Uma iniciativa inspiradora nesse sentido foi a Convenção Cidadã pelo Clima, realizada na França, que selecionou por sorteio 150 pessoas para que elaborassem propostas para diminuir a emissão de gases de efeito estufa. A convenção fez ao governo 149 propostas, entre elas a de um referendo para incluir a defesa do clima e a preservação ambiental na Constituição. A despeito dos possíveis resultados, o debate sobre mudanças climáticas na opinião pública foi aquecido. Em vários países já se vislumbra a tendência de ampliar fóruns democráticos de decisão, como mostrou Ricardo Abramovay, no artigo A Opinião das Pessoas Comuns Pode Colaborar nas Decisões Científicas? (publicado em sua coluna no UOL), invocando o documento Innovative Citizen Participation and New Democratic Institutions (Participação inovadora do cidadão e novas instituições democráticas), da OCDE (Organização para a Cooperação e Desenvolvimento Econômico).

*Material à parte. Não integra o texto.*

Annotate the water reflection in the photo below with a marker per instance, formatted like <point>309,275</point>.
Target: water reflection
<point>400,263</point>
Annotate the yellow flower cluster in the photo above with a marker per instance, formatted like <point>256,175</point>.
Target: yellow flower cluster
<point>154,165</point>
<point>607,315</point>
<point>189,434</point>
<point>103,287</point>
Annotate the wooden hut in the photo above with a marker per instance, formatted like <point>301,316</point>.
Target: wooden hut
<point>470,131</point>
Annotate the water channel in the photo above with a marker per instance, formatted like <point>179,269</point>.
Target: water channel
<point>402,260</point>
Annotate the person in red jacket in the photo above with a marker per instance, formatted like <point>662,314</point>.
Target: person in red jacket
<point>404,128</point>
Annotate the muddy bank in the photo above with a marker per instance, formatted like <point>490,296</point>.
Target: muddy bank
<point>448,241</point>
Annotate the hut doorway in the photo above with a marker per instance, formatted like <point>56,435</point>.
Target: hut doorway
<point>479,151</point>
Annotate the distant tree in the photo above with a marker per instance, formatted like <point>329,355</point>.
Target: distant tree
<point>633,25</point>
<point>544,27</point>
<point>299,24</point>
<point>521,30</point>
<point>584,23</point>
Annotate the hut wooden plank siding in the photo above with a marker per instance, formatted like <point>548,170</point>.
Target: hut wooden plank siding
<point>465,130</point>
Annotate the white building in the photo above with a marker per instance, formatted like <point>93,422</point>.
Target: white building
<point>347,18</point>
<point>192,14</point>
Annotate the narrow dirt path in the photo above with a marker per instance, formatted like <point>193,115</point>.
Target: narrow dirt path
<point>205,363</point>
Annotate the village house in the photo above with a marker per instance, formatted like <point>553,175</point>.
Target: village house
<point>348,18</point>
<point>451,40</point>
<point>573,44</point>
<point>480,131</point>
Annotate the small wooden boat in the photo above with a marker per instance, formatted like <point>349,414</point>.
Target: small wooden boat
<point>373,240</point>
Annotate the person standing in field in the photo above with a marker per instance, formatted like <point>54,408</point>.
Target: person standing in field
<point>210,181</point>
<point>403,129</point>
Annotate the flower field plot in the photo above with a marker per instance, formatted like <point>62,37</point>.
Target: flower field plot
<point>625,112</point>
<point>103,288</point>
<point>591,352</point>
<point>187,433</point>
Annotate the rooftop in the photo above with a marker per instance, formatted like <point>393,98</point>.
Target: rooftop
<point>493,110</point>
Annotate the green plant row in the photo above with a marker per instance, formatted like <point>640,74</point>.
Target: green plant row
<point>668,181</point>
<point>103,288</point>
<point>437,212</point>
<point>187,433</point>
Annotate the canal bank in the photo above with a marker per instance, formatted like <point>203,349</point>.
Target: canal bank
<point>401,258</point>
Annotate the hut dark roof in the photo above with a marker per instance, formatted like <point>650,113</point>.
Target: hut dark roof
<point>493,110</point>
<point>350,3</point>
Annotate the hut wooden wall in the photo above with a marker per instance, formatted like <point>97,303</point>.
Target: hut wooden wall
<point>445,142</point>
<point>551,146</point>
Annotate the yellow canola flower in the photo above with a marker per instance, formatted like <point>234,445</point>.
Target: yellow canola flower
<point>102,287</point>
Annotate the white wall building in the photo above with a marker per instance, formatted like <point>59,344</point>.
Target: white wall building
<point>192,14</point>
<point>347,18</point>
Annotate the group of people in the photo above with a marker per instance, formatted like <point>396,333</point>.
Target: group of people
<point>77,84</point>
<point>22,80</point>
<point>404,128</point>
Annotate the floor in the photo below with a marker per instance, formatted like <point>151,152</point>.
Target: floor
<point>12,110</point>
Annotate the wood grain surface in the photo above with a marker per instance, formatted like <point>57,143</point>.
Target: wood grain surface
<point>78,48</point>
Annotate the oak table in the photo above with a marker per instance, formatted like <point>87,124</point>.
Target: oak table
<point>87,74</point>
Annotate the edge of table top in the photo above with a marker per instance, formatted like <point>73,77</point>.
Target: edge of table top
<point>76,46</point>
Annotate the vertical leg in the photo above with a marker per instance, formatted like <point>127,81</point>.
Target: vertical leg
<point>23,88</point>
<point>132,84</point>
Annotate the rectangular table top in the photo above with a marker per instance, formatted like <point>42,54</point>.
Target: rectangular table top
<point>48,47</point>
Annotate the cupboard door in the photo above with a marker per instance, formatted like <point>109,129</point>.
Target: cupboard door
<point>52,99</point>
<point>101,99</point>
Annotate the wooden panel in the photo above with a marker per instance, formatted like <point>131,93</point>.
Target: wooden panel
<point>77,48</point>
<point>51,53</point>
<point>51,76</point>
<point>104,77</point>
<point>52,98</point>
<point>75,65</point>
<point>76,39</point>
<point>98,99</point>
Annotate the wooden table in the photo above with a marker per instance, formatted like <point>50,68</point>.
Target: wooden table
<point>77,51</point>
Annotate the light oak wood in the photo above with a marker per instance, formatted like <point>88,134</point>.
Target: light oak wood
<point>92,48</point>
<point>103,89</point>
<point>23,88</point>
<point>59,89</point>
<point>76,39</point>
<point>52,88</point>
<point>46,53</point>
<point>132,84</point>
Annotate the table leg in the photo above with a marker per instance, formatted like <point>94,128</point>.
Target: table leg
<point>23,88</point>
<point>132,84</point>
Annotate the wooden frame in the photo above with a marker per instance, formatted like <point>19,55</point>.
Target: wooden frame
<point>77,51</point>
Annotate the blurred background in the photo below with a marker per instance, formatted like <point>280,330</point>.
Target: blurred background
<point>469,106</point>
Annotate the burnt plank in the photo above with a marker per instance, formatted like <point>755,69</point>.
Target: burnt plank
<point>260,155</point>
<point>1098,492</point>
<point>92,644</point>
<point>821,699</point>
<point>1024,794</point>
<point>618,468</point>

Esses são caminhos promissores para enfrentar a crise de confiança nos experts e responder à erosão do sistema democrático, pois dotam a vida coletiva de mais democracia e de novas instituições abertas à participação das pessoas comuns, ampliando o diálogo entre os cidadãos, os experts e os cientistas.
Nesses tempos difíceis, com mudanças tão profundas e tantas incertezas, é compreensível que as pessoas fiquem ansiosas e desconfiadas. A politização dos debates acaba por ser inevitável. Mas ela também pode ser desejável, contanto que haja espaço para maior participação cidadã. Para retraçar as fronteiras entre ciência e política, bem como o trânsito dos experts entre essas fronteiras, é preciso ampliar os espaços de debate, levando em conta as expectativas, dúvidas e apreensões da população. Só assim se poderá ir na direção oposta à da extrema direita: oferecendo, no lugar da paranoia, mais transparência; e, no lugar do autoritarismo, mais democracia.